Die Senatsverwaltung hat die Anträge für dieses Modellprojekt nur unzureichend geprüft. Sie hat es entgegen den zuwendungsrechtlichen Vorschriften auch unterlassen, das Ergebnis der Antragsprüfung zu vermerken, sodass weder Notwendigkeit noch Angemessenheit dieser Zuwendungen nachgewiesen ist. Zudem hat sie dem Zuwendungsempfänger eine hohe Verwaltungskostenpauschale von insgesamt 145 000 DM (17 v. H. der bewilligten Personalmittel) zugestanden, ohne dokumentiert zu haben, ob diese Pauschale anhand detaillierter Unterlagen des Zuwendungsempfängers dem Grunde und der Höhe nach berechtigt war. Ferner war die Gewährung von „Personalsondermitteln" (vgl. T 398) unzulässig, da diese ausschließlich zur nachträglichen und zudem projektfremden Finanzierung einer Abfindung sowie von Verfahrenskosten aus einem arbeitsgerichtlichen Vergleich dienten. Allein mit dieser rechts- und zweckwidrigen Bewilligung hat die Senatsverwaltung einen Schaden von 32 000 DM verursacht. Der Rechnungshof hat sie deshalb aufgefordert, die Haftungsfrage zu prüfen.

Nach dem Zuwendungsrecht (vgl.
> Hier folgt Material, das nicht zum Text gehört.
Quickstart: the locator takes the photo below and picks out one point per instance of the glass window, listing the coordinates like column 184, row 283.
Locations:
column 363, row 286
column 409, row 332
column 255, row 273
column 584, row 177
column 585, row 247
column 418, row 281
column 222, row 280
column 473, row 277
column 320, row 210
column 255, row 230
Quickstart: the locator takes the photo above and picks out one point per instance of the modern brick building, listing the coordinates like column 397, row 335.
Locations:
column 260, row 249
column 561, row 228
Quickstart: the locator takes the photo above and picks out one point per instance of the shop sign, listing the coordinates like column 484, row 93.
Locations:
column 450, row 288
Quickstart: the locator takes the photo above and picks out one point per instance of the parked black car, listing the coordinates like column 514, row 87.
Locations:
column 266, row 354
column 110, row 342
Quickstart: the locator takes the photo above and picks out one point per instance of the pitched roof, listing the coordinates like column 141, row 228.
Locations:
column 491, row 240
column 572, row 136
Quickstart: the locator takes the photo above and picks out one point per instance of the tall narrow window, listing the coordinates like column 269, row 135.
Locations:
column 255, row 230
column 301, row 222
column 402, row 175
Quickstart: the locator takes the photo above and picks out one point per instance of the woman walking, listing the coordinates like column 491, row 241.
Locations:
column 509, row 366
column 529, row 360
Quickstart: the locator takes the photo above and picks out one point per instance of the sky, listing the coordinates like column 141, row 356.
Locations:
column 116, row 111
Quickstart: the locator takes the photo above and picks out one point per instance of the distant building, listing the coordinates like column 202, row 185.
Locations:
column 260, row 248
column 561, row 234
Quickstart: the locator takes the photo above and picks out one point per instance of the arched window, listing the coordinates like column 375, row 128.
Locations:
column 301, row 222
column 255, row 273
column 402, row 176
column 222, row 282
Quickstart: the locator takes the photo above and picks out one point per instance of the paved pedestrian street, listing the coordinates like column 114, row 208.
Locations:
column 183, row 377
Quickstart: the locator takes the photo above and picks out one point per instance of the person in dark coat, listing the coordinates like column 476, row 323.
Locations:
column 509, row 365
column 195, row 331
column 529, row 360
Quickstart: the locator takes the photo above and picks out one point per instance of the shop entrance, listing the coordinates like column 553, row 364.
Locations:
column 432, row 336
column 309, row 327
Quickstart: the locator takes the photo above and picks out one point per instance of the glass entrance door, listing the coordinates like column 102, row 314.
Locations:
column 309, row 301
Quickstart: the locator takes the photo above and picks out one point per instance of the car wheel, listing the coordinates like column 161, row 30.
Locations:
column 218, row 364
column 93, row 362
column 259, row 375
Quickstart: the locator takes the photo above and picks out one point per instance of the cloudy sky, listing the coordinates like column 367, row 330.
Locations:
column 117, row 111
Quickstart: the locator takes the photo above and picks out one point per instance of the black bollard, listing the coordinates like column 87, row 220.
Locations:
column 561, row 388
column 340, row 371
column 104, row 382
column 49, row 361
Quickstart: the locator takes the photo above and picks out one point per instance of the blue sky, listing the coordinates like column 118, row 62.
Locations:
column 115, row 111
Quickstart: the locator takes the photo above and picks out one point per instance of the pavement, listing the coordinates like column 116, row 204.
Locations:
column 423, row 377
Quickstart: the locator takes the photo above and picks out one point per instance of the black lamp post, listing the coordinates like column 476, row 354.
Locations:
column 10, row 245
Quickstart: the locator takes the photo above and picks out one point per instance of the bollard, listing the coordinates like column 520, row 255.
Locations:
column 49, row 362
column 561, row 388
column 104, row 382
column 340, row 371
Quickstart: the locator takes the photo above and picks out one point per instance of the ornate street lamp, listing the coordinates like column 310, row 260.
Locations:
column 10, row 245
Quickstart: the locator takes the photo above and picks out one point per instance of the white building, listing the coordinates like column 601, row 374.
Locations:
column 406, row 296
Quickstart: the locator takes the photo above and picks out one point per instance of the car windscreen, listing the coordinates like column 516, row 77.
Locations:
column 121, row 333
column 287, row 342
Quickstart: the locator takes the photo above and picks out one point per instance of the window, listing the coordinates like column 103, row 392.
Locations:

Nr. 11.1 AV § 44 LHO) hat die Bewilligungsbehörde den vom Zuwendungsempfänger vorgelegten Verwendungsnachweis, der bei der Projektförderung aus einer zahlenmäßigen Zusammenstellung und einem Sachbericht besteht, unverzüglich zu prüfen und insbesondere festzustellen, ob die Zuwendung zweckentsprechend und wirtschaftlich verwendet, der beabsichtigte Zuwendungszweck erreicht wurde und ggf. Erstattungsansprüche geltend zu machen sind. Umfang und Ergebnis dieser Verwendungsprüfung sind in einem Vermerk festzuhalten. Die Senatsverwaltung hat jedoch weder die jährlichen Zwischenverwendungsnachweise noch den vorläufigen Schlussverwendungsnachweis des Zuwendungsempfängers während und nach der dreijährigen Laufzeit des Modellprojekts geprüft. Ihr ist dadurch entgangen, dass der Zuwendungsempfänger

- seine Verwaltungskosten eigenmächtig von ursprünglich 17 v. H. auf 20 v. H. und letztlich auf fast 40 v. H. der Personalkosten angehoben und gegenüber der Bewilligung hierfür insgesamt 345 000 DM statt 145 000 DM (vgl. T 399) abgerechnet,

- entgegen den Vergabevorschriften Aufträge von insgesamt 78 000 DM freihändig vergeben und

- insgesamt 31 000 DM der erhaltenen Fördermittel entgegen dem Zuwendungsbescheid als Zuwendungen an Dritte weitergeleitet hat.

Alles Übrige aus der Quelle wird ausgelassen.